Flat chest. Short hair. Androgynous. All three checked? Then the typical cis, straight person will accept you. Anything else is questioned immediately.
Growing up in a liberal state, I didn’t think that anyone would try to invalidate my own identity. Especially here in Boston, where people are strong advocates for LGBTQ+ rights and typically vote Democrat in state and national eIections.
But I was once questioned by someone who was basically asking why I didn’t look like what I said I was. The feeling of invalidation slowly crept in like a cool breeze in warm weather. Soon after that I started comparing myself to my nonbinary friends. At the time, they did fit into what they were saying they were … but not me. I started to question myself once again. I knew I wasn’t the gender I was assigned at birth. I also knew that I wasn’t the opposite either. It sucked that an identity had to be proven. It felt like a best friend turned into a total stranger — but the entire feeling is towards you and yourself.

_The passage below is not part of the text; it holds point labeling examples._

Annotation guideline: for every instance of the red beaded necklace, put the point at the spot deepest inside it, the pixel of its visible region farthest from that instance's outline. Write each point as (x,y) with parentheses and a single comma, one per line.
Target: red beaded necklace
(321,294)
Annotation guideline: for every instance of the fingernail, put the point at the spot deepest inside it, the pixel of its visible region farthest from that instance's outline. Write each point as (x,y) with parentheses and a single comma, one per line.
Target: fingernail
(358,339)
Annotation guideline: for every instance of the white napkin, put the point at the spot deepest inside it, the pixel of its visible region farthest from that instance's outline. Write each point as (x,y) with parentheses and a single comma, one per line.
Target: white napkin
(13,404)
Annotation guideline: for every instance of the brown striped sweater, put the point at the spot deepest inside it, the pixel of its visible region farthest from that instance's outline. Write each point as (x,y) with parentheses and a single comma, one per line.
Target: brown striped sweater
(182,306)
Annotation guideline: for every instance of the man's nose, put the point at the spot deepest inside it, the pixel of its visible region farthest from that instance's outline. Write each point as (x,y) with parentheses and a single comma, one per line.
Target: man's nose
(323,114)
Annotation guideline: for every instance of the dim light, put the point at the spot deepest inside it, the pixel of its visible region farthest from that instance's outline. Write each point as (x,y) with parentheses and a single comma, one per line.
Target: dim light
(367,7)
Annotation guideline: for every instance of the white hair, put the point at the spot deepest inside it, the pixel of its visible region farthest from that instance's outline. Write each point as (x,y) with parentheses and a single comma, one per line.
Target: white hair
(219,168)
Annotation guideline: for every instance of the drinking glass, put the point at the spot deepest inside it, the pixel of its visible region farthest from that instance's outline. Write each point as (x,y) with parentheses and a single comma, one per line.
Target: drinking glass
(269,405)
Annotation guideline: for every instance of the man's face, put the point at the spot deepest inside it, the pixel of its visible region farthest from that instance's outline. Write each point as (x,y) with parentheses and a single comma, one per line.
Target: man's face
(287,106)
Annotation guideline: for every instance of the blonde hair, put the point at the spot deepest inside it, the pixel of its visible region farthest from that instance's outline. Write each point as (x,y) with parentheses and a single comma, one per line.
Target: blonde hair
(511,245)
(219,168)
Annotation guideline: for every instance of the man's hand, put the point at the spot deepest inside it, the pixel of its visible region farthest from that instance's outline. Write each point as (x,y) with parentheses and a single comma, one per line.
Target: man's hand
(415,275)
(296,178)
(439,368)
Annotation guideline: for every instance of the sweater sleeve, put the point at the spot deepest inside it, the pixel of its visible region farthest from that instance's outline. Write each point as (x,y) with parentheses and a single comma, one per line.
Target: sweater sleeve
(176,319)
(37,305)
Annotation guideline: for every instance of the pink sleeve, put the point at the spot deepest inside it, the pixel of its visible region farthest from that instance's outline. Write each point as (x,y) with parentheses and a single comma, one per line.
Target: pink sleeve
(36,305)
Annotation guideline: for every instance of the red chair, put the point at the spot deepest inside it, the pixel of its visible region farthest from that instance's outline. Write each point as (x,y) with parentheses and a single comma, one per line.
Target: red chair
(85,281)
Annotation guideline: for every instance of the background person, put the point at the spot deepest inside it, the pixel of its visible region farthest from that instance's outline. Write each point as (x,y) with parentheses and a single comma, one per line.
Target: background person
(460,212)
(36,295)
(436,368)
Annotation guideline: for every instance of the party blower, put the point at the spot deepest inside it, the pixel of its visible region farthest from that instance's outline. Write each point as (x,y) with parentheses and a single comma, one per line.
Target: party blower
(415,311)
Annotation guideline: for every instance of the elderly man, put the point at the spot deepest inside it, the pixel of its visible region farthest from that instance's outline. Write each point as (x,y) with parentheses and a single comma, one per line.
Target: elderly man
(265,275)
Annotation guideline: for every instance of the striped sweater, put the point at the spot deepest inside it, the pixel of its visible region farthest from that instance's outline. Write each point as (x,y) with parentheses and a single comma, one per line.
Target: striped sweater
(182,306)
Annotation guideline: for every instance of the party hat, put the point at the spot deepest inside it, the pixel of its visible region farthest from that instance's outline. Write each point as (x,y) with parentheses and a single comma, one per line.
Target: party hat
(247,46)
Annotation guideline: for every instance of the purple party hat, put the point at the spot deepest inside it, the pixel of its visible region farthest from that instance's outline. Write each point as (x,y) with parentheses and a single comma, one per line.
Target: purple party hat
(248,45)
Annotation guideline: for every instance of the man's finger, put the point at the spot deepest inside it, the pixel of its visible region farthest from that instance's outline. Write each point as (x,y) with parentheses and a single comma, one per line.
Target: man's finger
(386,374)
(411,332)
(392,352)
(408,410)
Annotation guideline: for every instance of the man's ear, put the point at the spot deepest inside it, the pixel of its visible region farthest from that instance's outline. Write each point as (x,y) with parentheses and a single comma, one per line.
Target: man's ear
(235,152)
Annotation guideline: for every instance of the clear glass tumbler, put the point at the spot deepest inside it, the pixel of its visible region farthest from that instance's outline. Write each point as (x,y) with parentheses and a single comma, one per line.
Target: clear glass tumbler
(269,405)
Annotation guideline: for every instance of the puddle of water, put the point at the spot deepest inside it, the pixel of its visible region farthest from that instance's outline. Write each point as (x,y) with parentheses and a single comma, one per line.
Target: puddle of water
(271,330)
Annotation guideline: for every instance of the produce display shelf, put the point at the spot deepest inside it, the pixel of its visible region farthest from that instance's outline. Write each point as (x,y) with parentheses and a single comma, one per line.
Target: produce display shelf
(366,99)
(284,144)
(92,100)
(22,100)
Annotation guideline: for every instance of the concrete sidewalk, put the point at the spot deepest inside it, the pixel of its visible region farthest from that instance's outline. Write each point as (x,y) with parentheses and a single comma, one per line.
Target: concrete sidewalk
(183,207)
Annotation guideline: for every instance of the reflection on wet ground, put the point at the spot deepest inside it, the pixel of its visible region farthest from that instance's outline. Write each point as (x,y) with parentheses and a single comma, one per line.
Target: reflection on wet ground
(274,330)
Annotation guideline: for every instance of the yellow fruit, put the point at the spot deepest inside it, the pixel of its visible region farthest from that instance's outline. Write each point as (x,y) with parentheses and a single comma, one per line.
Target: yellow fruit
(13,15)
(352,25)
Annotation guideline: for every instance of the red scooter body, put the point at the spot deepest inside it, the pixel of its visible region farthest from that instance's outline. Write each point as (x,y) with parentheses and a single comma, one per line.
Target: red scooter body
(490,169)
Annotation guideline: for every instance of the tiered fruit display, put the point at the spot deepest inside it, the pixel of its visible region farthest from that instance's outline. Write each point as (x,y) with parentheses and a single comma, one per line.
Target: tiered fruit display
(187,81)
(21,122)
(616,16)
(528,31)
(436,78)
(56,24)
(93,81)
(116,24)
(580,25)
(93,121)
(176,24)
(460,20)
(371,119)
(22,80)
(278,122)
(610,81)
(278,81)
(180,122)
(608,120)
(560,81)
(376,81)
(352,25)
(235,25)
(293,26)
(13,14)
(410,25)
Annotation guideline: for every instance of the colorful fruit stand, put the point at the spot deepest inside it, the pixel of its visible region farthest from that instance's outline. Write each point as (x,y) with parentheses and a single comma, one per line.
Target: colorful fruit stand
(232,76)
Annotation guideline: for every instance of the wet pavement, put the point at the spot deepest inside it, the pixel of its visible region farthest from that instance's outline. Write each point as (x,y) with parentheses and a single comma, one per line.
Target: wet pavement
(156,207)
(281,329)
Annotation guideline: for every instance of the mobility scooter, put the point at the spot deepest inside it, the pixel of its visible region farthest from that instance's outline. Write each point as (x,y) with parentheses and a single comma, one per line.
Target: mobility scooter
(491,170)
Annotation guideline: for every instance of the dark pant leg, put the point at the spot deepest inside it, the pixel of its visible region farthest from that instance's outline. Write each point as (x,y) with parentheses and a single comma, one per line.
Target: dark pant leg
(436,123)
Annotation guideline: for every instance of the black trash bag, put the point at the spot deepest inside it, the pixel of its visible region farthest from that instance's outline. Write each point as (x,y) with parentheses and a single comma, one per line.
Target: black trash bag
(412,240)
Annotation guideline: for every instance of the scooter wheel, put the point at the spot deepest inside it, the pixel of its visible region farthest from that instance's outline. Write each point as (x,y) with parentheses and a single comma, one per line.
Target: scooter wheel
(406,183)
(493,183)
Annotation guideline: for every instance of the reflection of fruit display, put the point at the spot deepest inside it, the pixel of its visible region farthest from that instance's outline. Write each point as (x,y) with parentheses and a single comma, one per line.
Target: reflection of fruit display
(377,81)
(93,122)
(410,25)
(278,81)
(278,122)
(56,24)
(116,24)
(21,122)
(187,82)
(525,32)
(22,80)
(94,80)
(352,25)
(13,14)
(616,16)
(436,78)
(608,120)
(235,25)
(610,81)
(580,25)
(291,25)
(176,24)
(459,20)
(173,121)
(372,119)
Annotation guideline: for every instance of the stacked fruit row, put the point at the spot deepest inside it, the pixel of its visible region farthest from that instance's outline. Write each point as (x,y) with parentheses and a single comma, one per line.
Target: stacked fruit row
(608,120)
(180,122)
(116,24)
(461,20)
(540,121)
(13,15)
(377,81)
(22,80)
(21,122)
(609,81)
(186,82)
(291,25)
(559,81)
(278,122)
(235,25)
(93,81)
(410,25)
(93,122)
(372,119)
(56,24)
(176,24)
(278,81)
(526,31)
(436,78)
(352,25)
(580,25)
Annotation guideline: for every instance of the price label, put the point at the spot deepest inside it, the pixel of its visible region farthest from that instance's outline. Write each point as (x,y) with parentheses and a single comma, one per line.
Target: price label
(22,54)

If one was to go on Instagram three years ago and look up nonbinary it would be a lot different than what you would see today. The most popular search result would have a person who is the perfect blend of masculinity and femininity with skin clear as day. I looked completely different than what the media told me and eventually that did not stop me from being me anymore.
The media has a huge influence on how people think about others and certain groups of people. It’s not only media that plays a role, gendered items in stores and gender roles in everyday life end up shaping peoples ideas about nonbinary people and leaves confusion. There is no “nonbinary section” in the stores yet.
And the craziest thing is, putting one there most likely won’t solve many problems.